Caused by: java.lang.OutOfMemoryError: Java heap space
    at java.util.Arrays.copyOf(Arrays.java:3236)
    at org.apache.flink.core.memory.DataOutputSerializer.getCopyOfBuffer(DataOutputSerializer.java:85)
    at org.apache.flink.contrib.streaming.state.RocksDBSerializedCompositeKeyBuilder.buildCompositeKeyNamespace(RocksDBSerializedCompositeKeyBuilder.java:113)
    at org.apache.flink.contrib.streaming.state.AbstractRocksDBState.serializeCurrentKeyWithGroupAndNamespace(AbstractRocksDBState.java:163)
    at org.apache.flink.contrib.streaming.state.RocksDBValueState.value(RocksDBValueState.java:83)
    at org.apache.flink.table.runtime.operators.aggregate.GroupAggFunction.processElement(GroupAggFunction.java:129)
    at org.apache.flink.table.runtime.operators.aggregate.GroupAggFunction.processElement(GroupAggFunction.java:43)
    at org.apache.flink.streaming.api.operators.KeyedProcessOperator.processElement(KeyedProcessOperator.java:83)
    at org.apache.flink.streaming.runtime.tasks.OneInputStreamTask$StreamTaskNetworkOutput.emitRecord(OneInputStreamTask.java:191)
    at org.apache.flink.streaming.runtime.io.StreamTaskNetworkInput.processElement(StreamTaskNetworkInput.java:204)
    at org.apache.flink.streaming.runtime.io.StreamTaskNetworkInput.emitNext(StreamTaskNetworkInput.java:174)
    at org.apache.flink.streaming.runtime.io.StreamOneInputProcessor.processInput(StreamOneInputProcessor.java:65)
    at org.apache.flink.streaming.runtime.tasks.StreamTask.processInput(StreamTask.java:399)
    at org.apache.flink.streaming.runtime.tasks.StreamTask$$Lambda$221/285424866.runDefaultAction(Unknown Source)
    at org.apache.flink.streaming.runtime.tasks.mailbox.MailboxProcessor.runMailboxLoop(MailboxProcessor.java:191)
    at org.apache.flink.streaming.runtime.tasks.StreamTask.runMailboxLoop(StreamTask.java:620)
    at org.apache.flink.streaming.runtime.tasks.StreamTask.invoke(StreamTask.java:584)
    at org.apache.flink.runtime.taskmanager.Task.doRun(Task.java:844)
    at org.apache.flink.runtime.taskmanager.Task.run(Task.java:636)
    at java.lang.Thread.run(Thread.java:748)

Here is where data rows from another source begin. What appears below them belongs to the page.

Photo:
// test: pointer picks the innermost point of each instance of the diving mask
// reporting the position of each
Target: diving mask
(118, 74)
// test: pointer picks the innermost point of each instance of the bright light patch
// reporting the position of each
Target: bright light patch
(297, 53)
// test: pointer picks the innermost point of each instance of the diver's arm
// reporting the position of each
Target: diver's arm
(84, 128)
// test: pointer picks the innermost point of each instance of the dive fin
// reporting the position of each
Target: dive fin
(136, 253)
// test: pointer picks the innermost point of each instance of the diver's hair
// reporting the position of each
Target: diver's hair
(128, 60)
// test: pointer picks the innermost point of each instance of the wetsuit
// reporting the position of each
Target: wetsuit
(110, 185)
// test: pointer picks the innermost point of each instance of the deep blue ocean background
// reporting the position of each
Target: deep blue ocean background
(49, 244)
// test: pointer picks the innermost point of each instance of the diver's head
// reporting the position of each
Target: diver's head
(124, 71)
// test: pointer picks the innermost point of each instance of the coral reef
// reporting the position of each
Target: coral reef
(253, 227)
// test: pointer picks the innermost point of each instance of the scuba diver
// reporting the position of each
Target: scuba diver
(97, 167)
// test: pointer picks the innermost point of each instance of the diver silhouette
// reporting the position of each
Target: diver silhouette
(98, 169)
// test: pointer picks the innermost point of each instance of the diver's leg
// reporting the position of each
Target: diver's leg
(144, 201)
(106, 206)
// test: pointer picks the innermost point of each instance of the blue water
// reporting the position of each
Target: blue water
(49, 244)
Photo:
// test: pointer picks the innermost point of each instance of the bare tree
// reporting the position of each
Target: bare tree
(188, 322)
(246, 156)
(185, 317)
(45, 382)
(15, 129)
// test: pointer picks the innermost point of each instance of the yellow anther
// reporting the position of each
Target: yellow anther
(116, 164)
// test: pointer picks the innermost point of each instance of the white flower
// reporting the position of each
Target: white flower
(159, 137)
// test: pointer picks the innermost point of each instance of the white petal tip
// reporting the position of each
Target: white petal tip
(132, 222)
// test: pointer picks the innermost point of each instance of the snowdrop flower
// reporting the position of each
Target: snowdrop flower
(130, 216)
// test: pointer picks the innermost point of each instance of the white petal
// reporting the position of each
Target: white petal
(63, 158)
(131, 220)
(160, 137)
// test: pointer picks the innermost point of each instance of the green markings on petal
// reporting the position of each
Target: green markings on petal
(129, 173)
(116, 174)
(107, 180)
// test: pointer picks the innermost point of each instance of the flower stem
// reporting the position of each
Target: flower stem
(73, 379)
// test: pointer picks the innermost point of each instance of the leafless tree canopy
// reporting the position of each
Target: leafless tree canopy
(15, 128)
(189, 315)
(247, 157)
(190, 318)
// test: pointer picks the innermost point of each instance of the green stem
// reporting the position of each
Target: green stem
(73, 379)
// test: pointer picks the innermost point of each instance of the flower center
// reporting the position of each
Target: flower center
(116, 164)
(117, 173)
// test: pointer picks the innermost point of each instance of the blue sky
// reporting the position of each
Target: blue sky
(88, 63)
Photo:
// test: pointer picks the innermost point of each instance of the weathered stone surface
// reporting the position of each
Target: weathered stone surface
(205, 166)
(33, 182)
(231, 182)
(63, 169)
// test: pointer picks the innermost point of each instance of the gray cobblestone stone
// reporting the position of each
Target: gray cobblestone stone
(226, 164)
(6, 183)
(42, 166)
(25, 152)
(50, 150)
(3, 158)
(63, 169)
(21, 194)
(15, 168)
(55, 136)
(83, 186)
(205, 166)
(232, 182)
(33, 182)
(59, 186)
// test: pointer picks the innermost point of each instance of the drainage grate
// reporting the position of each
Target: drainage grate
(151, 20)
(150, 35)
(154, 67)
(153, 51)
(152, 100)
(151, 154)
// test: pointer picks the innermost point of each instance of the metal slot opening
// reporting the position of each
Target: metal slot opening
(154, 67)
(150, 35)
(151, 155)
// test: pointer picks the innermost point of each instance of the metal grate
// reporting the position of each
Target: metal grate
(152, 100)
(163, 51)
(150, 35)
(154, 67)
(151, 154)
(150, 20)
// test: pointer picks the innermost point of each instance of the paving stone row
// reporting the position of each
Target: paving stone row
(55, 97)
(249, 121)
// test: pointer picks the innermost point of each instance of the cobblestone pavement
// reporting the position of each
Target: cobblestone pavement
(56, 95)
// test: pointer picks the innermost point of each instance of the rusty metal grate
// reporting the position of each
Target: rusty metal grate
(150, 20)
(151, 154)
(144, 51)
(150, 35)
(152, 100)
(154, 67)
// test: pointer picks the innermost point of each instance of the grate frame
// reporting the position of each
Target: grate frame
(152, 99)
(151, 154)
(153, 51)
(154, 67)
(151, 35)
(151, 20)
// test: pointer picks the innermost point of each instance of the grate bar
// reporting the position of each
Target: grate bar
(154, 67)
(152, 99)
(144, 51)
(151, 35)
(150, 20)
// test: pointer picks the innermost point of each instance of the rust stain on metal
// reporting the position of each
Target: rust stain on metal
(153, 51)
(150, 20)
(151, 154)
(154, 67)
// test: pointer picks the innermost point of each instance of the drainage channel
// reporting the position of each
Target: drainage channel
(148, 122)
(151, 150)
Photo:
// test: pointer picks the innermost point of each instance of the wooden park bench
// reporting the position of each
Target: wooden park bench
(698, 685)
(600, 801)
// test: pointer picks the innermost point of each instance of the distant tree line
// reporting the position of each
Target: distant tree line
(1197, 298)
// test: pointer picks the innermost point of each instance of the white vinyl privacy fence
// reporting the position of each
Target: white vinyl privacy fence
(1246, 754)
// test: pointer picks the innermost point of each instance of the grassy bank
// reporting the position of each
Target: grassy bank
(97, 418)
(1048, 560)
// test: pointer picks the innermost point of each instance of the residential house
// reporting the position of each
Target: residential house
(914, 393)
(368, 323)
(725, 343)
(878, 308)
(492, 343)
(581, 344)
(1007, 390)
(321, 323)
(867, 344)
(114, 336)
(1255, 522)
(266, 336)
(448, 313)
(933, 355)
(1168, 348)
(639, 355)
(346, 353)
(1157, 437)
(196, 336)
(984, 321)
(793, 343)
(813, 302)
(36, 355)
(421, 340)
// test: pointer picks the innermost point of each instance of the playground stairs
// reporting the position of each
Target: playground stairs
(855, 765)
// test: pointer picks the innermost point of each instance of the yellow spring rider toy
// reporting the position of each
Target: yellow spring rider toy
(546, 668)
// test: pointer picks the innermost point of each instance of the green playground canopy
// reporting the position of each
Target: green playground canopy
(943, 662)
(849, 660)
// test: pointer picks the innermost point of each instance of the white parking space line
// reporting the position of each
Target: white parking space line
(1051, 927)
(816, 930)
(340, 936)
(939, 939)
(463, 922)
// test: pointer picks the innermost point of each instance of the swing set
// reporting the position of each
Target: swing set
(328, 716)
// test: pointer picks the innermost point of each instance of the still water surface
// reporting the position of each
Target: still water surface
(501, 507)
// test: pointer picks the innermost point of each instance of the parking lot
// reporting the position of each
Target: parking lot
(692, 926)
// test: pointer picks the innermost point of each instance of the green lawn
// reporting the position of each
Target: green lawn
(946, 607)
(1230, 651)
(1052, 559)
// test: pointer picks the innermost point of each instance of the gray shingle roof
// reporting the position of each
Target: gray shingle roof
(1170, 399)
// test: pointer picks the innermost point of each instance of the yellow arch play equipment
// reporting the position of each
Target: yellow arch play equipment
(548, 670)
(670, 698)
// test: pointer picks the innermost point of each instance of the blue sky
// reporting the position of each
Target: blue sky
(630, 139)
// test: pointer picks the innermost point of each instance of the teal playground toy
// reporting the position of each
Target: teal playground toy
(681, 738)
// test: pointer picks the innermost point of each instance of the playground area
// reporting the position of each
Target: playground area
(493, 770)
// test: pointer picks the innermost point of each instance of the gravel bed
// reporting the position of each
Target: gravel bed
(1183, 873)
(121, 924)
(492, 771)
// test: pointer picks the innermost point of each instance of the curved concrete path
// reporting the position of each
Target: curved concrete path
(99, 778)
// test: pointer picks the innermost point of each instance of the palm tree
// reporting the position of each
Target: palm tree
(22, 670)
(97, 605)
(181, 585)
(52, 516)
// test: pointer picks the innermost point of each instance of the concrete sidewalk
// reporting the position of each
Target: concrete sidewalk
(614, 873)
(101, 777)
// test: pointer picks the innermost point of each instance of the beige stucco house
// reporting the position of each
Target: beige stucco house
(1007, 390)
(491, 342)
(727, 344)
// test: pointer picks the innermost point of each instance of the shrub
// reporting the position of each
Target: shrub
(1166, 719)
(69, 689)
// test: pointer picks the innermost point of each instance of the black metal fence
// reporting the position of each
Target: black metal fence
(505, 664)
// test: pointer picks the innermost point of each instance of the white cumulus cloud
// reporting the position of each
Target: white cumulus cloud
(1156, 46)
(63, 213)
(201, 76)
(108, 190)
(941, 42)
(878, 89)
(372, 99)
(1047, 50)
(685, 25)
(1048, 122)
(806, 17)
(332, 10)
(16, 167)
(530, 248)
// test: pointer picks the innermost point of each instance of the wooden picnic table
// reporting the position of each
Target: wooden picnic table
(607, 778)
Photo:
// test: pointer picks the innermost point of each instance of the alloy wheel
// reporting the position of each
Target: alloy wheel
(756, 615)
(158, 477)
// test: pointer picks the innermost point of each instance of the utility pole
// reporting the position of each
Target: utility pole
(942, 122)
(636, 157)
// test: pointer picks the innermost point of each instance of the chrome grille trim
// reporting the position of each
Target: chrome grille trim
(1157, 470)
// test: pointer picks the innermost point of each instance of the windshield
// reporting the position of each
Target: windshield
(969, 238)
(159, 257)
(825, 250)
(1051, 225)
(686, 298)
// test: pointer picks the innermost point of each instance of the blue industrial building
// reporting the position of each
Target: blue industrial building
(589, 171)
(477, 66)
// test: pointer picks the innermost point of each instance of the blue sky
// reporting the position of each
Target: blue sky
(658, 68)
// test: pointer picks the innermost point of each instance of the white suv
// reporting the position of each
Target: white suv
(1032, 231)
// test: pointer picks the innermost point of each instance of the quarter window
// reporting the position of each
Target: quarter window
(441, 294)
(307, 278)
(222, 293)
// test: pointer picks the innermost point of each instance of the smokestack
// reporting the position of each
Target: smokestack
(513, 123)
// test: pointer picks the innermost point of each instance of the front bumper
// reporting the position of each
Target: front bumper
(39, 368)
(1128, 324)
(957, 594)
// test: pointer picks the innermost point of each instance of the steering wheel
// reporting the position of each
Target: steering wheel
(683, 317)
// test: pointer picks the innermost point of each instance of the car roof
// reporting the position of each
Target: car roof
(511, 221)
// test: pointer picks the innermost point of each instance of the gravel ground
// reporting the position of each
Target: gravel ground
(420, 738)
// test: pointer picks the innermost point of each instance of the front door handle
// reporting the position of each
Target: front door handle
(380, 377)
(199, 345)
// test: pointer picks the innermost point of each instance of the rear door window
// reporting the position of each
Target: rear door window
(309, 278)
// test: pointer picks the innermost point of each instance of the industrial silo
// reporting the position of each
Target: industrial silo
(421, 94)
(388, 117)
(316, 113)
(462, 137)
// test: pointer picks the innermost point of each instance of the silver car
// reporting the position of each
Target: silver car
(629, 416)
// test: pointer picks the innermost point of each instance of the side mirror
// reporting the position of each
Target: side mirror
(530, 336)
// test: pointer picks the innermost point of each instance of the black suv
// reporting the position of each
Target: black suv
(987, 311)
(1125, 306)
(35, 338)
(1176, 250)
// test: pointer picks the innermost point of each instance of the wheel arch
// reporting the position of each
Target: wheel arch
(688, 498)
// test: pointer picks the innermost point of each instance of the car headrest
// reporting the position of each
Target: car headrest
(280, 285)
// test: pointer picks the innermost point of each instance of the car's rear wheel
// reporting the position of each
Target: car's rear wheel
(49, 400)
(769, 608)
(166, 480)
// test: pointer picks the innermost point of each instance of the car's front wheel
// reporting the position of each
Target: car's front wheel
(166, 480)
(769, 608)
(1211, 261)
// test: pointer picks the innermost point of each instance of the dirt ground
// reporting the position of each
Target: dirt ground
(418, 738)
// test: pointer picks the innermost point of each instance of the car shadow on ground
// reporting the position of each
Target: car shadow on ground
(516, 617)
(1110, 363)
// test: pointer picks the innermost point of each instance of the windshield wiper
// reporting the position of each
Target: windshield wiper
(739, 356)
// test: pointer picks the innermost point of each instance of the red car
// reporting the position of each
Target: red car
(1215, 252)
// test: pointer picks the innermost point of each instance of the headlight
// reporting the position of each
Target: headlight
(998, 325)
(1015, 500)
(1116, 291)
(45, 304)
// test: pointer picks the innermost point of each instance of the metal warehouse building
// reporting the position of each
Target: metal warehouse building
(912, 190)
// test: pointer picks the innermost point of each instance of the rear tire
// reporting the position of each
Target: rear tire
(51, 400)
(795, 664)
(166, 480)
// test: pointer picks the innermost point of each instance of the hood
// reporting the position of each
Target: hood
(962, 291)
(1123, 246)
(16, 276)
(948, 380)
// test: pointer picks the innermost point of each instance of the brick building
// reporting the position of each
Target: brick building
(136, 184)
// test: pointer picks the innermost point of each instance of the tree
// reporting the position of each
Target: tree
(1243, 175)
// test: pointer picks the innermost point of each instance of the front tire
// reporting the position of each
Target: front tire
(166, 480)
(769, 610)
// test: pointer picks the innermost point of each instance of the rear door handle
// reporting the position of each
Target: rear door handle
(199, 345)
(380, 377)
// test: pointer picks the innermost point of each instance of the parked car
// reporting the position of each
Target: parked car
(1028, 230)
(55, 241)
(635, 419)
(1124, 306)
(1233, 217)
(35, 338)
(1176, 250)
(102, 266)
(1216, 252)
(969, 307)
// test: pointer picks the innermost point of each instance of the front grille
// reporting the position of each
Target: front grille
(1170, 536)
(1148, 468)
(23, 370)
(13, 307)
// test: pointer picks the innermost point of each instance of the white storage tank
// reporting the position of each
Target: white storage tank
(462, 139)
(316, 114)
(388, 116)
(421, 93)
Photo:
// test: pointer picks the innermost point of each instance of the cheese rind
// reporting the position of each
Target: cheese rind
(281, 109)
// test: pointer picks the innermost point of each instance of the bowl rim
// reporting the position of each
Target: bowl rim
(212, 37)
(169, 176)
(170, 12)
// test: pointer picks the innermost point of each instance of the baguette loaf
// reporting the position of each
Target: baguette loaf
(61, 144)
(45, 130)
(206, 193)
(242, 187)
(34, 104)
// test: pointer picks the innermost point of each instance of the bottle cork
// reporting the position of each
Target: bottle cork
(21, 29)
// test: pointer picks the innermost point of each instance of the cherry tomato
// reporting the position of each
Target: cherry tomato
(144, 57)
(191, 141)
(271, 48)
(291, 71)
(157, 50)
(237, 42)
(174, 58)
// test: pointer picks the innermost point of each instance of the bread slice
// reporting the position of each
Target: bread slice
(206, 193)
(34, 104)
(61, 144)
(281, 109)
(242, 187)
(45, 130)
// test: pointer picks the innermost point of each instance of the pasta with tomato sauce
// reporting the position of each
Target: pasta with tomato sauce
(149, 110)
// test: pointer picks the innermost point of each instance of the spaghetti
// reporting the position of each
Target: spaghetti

I use the rocksdb, and I confirm it works,then I jmap the tm:
num     #instances         #bytes  class name
----------------------------------------------
   1:        214656     4420569368  [C
   2:        111199     2376771576  [B
   3:        137904        7722624  org.apache.flink.core.memory.HybridMemorySegment
   4:        214539        5148936  java.lang.String
   5:         31796        2635104  [Ljava.lang.Object;
   6:        105133        2523192  [Lorg.apache.flink.core.memory.MemorySegment;
   7:        105115        2522760  org.apache.flink.table.data.binary.BinarySection
   8:        105115        2522760  org.apache.flink.table.data.binary.BinaryStringData
   9:         32812        2099968  java.nio.DirectByteBuffer
  10:         14838        1651560  java.lang.Class
  11:         50002        1600064  java.util.concurrent.ConcurrentHashMap$Node
  12:         43014        1376448  java.util.Hashtable$Entry
  13:         32805        1312200  sun.misc.Cleaner


It looks like the data is in heap rather than in rocksdb, Is there any way to set the data to the rocksdb?